Shipwreck artefacts can also be found on land. Taken ashore by survivors or as part of salvage attempts, these terrestrial contexts may also change the meaning of objects as archaeologists record how they were used in their new environment.

Diver on the Batavia wreck site holding a westerwald jug and a beardman jug.

Credit: WA Museum, BTA_0252

Westerwald jug, commonly used as a personal drinking jug, recovered from Batavia.

Credit: WA Museum, BAT2303

‘The Merry Drinker’, holding a westerwald jug, by J. Leyster, 1629.

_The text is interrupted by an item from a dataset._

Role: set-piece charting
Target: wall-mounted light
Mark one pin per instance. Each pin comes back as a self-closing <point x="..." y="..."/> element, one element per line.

Credit: Rijksmuseum, Amsterdam

Searching the archives

In 1628, the VOC was only just beginning to standardise its inventory documents, and there is less archival information than is available in the Company’s later years. Before VOC ships departed for the East Indies, a complete inventory (equipage list) was made of the material on board. Equipage lists were itemised accounts of everything required by the different groups of people working on the ship. The steersman would be supplied with charts and navigation equipment, the cook would be allotted cooking utensils and equipment to cater for the passengers and crew, and the constable would be responsible for the arms and ammunition necessary for the ship’s defence. Provisions for the duration of the voyage were also itemised separate to the ship’s cargo. These were supplies for the Company at the Cape of Good Hope and in the East Indies, and secondly, the goods to be traded by the Company. On the ship’s return to the Netherlands, the VOC would undertake a reconciliation of the inventory to account for every item put on board prior to departure.

The discovery of other archival records, such as Eijsch [requisition lists] sent from the Indies by the Governor General and the Council at Batavia back to Company headquarters in the Netherlands, outlining their requirements for the following year are also invaluable to archaeologists as they work through the wreck and artefacts remaining on a site.

Left: Majolica jars from the onboard apothecary of Batavia.

Credit: WA Museum

Above: Astrolabe from Batavia, used by the ship’s skipper.